2. DEPRECIATION :- DEPRECIATION IS BASICALLY SEEN AS A TAX SAVER FOR A FIRM BECAUSE IT SAVES TAX SINCE, DEPRECIATION IS APPLIED ON FIXED ASSETS HENCE A DEPRECIATION ACCOUNT HAS TO BE CREATED IN THE COMPANY FOR VARIOUS DEPRECIATION ON FIXED ASSETS. THE DEPRECIATION WHICH IS GENERALLY IN THE FORM OF MONEY IS COLLECTED UNDER THE NAME DEPERCIATION. THE COMPANY GENERALLY TRANSFERS A CERTAIN PERCENTAGE OF MONEY EVERY YEAR CONSIDERING THE NATURE OF FIXED ASSET. THIS TRANSFER OF MONEY ALLOWS THE ORGINIZATION TO GIVE LESS TAX THAN WHAT IS REQUIRED.

3. AMORTIZZATION :- IT TELLS THAT HOW SOME PURCHASES CAN BE POSTED TO THE COMPANY'S BOOK ON A PERIODIC BASIS.

4. THE MODIFIED ACCELERATED COST RECOVERY SYSTEM (MACRS) :- IT IS A METHOD OF DETERMINING THAT HOW MUCH OF A GIVEN ASSET VALUE CAN BE WRITTEN OFF EACH YEAR THE MACRS TABLE SHOWS US THAT WHAT PERCENTAGE OF ASSET'S VALUE CAN BE DEDUCTED AS TAX WRITE-OFF EACH YEAR OVER THE USEFUL LIFE OF THE ASSET.
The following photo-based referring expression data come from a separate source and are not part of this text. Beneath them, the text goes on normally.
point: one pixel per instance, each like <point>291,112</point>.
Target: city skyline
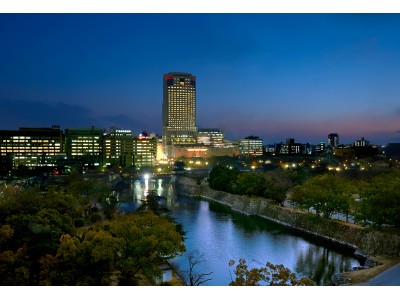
<point>276,76</point>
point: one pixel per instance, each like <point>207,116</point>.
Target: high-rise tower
<point>333,140</point>
<point>179,110</point>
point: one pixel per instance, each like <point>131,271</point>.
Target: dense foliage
<point>372,198</point>
<point>271,275</point>
<point>40,245</point>
<point>269,185</point>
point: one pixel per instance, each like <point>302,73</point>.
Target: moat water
<point>221,235</point>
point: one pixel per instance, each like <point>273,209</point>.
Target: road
<point>390,277</point>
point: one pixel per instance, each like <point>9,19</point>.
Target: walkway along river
<point>222,234</point>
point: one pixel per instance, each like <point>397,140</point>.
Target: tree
<point>87,262</point>
<point>275,190</point>
<point>14,265</point>
<point>326,194</point>
<point>147,239</point>
<point>223,179</point>
<point>194,278</point>
<point>273,275</point>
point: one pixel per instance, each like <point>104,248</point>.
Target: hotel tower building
<point>179,110</point>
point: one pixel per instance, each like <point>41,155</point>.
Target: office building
<point>145,150</point>
<point>290,148</point>
<point>211,137</point>
<point>118,147</point>
<point>333,140</point>
<point>86,144</point>
<point>31,147</point>
<point>179,110</point>
<point>251,146</point>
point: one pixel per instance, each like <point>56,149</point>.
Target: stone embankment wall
<point>368,242</point>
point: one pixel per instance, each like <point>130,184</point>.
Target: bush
<point>79,222</point>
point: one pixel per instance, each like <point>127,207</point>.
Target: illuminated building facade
<point>251,146</point>
<point>179,110</point>
<point>86,144</point>
<point>333,140</point>
<point>145,150</point>
<point>211,137</point>
<point>118,147</point>
<point>32,147</point>
<point>289,148</point>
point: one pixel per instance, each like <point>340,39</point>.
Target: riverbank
<point>384,246</point>
<point>364,275</point>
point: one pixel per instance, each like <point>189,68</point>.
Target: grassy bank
<point>361,276</point>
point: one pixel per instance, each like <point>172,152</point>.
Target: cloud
<point>22,113</point>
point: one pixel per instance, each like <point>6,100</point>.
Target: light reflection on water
<point>221,235</point>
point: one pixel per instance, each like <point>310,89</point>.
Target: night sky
<point>276,76</point>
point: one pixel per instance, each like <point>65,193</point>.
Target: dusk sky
<point>276,76</point>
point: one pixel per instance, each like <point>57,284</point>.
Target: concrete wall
<point>370,242</point>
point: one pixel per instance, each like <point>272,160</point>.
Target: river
<point>221,235</point>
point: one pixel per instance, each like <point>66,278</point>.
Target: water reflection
<point>221,234</point>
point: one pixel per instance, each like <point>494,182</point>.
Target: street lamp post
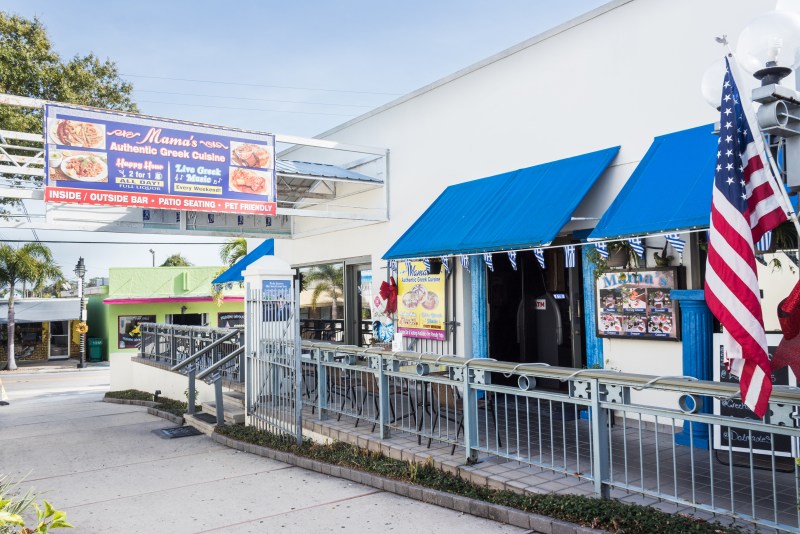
<point>80,272</point>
5. MARGINAL COST :- MARGINAL COST IS THE COST WHICH IS INCURREDD TO PRODUCE ONE ADDITION UNIT OF THE PRODUCT. THIS CAPTURES THE INCREASE IN LABOUR AND MATERIAL COST OF A COMPANY.

6. GROSS PROFIT :- THE GROSS PROFIT IS THE DIFFERENCE BETWEEN THE PRICE AT WHICH IT'S SOLD, AND THE PER UNIT COST OF THE LABOR AND MATERIAL TO PRODUCE THAT UNIT.
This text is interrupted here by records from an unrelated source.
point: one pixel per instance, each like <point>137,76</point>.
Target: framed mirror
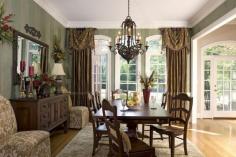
<point>30,52</point>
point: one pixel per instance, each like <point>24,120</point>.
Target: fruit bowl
<point>132,105</point>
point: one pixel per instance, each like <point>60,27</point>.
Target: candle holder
<point>31,74</point>
<point>22,82</point>
<point>22,85</point>
<point>30,90</point>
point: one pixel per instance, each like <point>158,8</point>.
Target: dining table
<point>140,114</point>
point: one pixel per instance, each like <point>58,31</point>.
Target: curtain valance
<point>175,38</point>
<point>80,38</point>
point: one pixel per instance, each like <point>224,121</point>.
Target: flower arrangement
<point>57,53</point>
<point>148,81</point>
<point>5,29</point>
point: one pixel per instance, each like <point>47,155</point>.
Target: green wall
<point>112,34</point>
<point>224,8</point>
<point>27,12</point>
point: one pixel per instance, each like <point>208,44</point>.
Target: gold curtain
<point>81,43</point>
<point>176,43</point>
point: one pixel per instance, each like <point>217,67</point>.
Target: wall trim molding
<point>207,9</point>
<point>52,11</point>
<point>116,24</point>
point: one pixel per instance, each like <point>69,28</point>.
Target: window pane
<point>132,69</point>
<point>207,65</point>
<point>132,78</point>
<point>123,86</point>
<point>132,87</point>
<point>206,85</point>
<point>161,78</point>
<point>207,75</point>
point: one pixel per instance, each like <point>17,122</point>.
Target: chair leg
<point>169,137</point>
<point>161,136</point>
<point>172,146</point>
<point>95,144</point>
<point>151,136</point>
<point>143,131</point>
<point>185,145</point>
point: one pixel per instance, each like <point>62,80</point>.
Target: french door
<point>219,86</point>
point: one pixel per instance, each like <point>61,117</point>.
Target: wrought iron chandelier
<point>128,43</point>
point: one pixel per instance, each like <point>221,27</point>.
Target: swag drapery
<point>176,43</point>
<point>81,43</point>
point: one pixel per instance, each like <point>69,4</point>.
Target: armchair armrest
<point>27,143</point>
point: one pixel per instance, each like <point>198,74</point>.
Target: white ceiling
<point>146,13</point>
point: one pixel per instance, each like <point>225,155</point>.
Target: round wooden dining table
<point>142,114</point>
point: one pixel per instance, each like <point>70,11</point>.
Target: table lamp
<point>58,71</point>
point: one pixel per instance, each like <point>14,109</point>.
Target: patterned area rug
<point>82,144</point>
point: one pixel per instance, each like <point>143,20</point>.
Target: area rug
<point>82,144</point>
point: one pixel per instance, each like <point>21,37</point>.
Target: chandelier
<point>128,43</point>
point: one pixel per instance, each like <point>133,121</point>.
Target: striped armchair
<point>20,144</point>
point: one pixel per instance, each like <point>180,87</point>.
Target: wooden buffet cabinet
<point>41,114</point>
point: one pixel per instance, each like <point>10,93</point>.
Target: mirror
<point>28,52</point>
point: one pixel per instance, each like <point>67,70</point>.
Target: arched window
<point>127,75</point>
<point>101,66</point>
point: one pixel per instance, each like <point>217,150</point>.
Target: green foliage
<point>5,29</point>
<point>57,53</point>
<point>223,49</point>
<point>148,81</point>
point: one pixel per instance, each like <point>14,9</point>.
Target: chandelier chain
<point>128,8</point>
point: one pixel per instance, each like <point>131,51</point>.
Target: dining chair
<point>180,110</point>
<point>99,129</point>
<point>119,94</point>
<point>159,122</point>
<point>120,144</point>
<point>97,96</point>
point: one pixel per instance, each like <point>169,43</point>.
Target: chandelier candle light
<point>128,43</point>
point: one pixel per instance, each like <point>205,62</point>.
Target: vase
<point>146,95</point>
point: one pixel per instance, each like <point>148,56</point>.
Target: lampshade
<point>58,69</point>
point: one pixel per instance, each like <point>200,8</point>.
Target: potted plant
<point>5,29</point>
<point>147,82</point>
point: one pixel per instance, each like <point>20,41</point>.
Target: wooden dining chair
<point>97,96</point>
<point>119,143</point>
<point>99,129</point>
<point>159,122</point>
<point>119,93</point>
<point>180,110</point>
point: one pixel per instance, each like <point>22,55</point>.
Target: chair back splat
<point>98,100</point>
<point>181,109</point>
<point>99,129</point>
<point>113,127</point>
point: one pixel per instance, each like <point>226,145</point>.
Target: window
<point>101,66</point>
<point>156,60</point>
<point>127,75</point>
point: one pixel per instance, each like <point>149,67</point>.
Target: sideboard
<point>41,114</point>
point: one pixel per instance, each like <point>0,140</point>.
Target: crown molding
<point>117,24</point>
<point>52,11</point>
<point>212,5</point>
<point>206,10</point>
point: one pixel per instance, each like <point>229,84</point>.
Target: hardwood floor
<point>215,138</point>
<point>59,140</point>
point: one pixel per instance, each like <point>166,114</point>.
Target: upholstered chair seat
<point>79,115</point>
<point>20,144</point>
7. GROSS MARGIN :- IT IS THE DIFFERENCE BETWEEN COST AND REVENUE BEFORE ACCOUNTING CERTAIN OTHER COST.

8. BURN RATE :- EVERY COMPANY HAS TO GO THROUGH CERTAIN OVERHEAD COSTS THAT HAS TO BE PAID EVERY MONTH REGARDLESS OF WHATEVER SALES THEY DO. THIS BURN RATE IS TYPICALLY OF WHATEVER COST GOES IN A MONTH LIKE RENT, PROPERTY TAXES, SALARIES, MARKETING BUDGET, PRINTING & COPYING ETC.BREAK-EVEN SALES ANALYSIS IS BASED HOW MUCH CASH THE COMPANY BURN CASH IN A MONTH.

9. BREAK-EVEN POINT :- THIS IS THE POINT IN THE ANNUAL OUTPUT WHERE THE NUMBER OF UNITS SOLD, OR NUMBER OF SERVICES PROVIDED, PRODUCES ENOUGH GROSS PROFIT TO COVER ALL THE FIXED OVERHEAD COSTS OF OPERATIONS.

10. VOLUME :- THIS REFERS TO THE QUANTITY OF UNITS OF OUTPUT WHICH THE COMPANY SELLS OR THE NUMBER OF TIMES ITS SERVICES HAVE BEEN USED BY THE CUSTOMER, THE COMPANY WILL FIRST DETERMINE ITS BREAK EVEN VOLUME, THEN HOW MANY UNITS BEYOND THAT POINT WILL BE THE PROFIT VOLUME WHERE AS TOTAL UNIT IS WHAT ALL UNITS A COMPANY HAS SOLD OR THE TOTAL SERVICE PROVIDED FOR THE YEAR.